If I, as a parent, have gone to the effort of securing a device for my child, I should be the only one with the "keys" to the kingdom.

There are a number of reasons I feel this is a genuinely serious concern:

  • Circumventing Parental Consent: It bypasses the "ask to buy" or "permission to install" workflows parents rely on.
  • Data Consumption: These apps download in the background, often without reporting their data usage correctly, which can eat into a limited prepaid mobile plan.
  • Unvetted Content: You have no control over what kind of apps the manufacturer decides to "partner" with. Today it’s a game; tomorrow it could be something far less appropriate.
  • Privacy Intrusion: These apps often come with their own set of tracking permissions that start running the moment they land on the phone.

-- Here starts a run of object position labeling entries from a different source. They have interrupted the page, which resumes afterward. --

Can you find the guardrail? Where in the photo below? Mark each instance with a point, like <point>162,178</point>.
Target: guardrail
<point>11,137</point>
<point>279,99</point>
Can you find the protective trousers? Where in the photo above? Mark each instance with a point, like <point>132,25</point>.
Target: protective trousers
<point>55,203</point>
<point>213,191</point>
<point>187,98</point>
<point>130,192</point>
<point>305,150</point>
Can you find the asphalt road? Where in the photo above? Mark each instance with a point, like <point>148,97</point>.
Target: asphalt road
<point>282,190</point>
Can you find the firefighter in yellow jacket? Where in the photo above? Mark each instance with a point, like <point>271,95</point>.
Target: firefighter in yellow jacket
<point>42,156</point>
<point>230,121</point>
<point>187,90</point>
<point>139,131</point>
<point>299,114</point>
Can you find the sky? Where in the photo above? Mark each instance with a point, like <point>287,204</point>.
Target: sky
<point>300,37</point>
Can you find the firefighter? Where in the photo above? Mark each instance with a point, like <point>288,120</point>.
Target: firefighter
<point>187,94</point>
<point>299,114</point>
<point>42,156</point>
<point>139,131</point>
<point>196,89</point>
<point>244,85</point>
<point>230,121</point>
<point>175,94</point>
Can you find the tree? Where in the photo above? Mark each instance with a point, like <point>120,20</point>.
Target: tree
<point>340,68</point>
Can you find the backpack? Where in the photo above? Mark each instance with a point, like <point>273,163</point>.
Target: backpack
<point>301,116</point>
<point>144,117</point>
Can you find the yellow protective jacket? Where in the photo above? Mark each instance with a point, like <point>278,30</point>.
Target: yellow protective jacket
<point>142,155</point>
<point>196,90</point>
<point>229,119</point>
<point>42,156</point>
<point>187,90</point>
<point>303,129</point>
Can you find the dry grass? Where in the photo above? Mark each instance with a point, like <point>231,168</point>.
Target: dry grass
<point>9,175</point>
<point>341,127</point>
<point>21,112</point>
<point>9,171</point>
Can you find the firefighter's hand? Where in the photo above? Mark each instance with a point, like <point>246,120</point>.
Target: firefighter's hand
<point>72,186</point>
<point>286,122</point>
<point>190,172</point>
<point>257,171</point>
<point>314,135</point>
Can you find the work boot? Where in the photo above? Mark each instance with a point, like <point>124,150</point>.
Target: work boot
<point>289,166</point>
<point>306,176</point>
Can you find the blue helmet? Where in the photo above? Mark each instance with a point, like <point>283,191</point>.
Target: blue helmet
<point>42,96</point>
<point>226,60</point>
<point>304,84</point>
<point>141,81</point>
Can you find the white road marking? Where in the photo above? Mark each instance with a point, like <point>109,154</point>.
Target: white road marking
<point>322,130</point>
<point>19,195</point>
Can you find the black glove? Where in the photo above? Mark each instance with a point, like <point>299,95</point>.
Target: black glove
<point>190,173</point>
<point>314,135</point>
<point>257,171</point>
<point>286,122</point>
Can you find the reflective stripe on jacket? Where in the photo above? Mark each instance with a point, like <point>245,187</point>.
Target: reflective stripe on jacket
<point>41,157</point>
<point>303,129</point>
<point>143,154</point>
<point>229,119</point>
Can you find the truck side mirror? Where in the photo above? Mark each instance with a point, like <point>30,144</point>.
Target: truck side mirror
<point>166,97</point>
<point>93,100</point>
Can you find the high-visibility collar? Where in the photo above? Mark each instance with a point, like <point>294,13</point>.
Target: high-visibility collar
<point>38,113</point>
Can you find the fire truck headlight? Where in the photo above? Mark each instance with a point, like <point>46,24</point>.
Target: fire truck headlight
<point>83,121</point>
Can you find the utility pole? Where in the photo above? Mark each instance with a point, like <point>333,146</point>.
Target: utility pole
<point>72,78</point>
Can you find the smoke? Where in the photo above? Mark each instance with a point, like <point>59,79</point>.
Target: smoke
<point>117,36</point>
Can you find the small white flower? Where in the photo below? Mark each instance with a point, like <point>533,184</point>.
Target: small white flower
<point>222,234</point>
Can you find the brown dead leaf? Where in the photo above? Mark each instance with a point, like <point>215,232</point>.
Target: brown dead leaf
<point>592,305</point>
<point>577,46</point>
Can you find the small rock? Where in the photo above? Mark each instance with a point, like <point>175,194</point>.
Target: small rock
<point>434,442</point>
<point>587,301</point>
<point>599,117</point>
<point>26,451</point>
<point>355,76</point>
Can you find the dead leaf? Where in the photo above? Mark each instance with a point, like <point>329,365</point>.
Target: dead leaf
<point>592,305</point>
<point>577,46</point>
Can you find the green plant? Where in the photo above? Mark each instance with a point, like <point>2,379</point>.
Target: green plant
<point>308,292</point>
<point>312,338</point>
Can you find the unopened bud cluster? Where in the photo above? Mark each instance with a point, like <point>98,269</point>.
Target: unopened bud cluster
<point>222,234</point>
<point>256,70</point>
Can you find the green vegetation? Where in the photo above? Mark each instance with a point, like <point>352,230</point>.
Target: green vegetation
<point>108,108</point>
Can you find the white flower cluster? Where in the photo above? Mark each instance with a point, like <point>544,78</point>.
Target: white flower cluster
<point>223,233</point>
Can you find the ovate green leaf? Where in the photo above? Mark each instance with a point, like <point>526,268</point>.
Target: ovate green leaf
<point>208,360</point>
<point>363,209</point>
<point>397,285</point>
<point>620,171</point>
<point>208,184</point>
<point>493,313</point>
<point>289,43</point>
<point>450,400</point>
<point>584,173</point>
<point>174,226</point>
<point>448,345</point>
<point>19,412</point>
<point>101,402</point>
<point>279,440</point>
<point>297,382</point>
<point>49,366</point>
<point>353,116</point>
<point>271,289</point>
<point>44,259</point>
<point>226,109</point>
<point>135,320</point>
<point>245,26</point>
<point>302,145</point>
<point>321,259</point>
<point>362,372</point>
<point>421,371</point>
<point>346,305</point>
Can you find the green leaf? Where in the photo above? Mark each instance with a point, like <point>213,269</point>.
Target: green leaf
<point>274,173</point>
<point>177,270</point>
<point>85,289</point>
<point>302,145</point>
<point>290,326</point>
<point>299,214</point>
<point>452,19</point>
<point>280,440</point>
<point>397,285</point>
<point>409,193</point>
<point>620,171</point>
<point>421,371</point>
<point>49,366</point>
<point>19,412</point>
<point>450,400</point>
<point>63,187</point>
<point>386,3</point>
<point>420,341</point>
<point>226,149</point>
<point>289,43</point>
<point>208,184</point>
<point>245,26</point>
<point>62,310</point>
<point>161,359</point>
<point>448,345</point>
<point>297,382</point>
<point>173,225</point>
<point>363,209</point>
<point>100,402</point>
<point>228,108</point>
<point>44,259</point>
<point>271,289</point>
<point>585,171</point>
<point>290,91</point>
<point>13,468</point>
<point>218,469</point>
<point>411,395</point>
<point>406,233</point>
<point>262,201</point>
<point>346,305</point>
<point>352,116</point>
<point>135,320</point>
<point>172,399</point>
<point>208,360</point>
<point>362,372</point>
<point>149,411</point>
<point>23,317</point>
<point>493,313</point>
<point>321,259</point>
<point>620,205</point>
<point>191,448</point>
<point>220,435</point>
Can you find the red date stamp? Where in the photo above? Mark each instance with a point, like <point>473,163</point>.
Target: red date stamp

On the topic of Data Consumption - let's look at the Moto App Manager more closely. Today it installed 6 unwanted applications. I clicked into one of them and it was using ~300MB of storage on the phone, yet Moto App Manager claimed to only have used ~60KB of data for EVERYTHING. For those who aren't familiar with megabytes vs kilobytes etc... 300MB is 5,000 times bigger than 60KB. And that 300MB was for one app, Moto App Manager installed 6 apps while apparently only using 60KB.

04-you-liar

The Android System itself or Moto App Manager. One of these apps is lying or not reporting what it's actually doing. You decide for yourself who's the likely culprit.

How to Protect Your Family’s Devices

A quick search online revealed that I’m far from alone; "Moto App Manager" is a well-documented headache for users globally. Because it is a "system app," you often cannot uninstall it through the standard menus.

If you currently have a Motorola device in your household, your only recourse is to Disable the app. Much like Windows 11 settings that change with every update, this means you hoping Motorola's updates don't re-enable the app.

For now it's disabled, but my trust is forever broken.

When talking to friends and family, my recommendation has changed. In the past, I suggested Motorola as a "cheap and cheerful" entry-level phone for kids. I and my wife have even used them in the past as a great value for money option. Never again. When a manufacturer prioritises advertising revenue from "pushed" apps over the security and integrity of the user's experience - especially a child’s experience - they lose our recommendation permanently.

Choosing Integrity for Your Kids

At All Families Secure, we believe that the technology you bring into your home should work for you, not against you. Your child’s first phone should be a tool for growth and connection, not a billboard for a manufacturer’s latest commercial partner.

When choosing a device for your child, we recommend sticking to "Clean" Android experiences (like the Google Pixel range) or Apple iPhones, where the operating system is less likely to be cluttered with third-party "managers" that compromise your parental controls.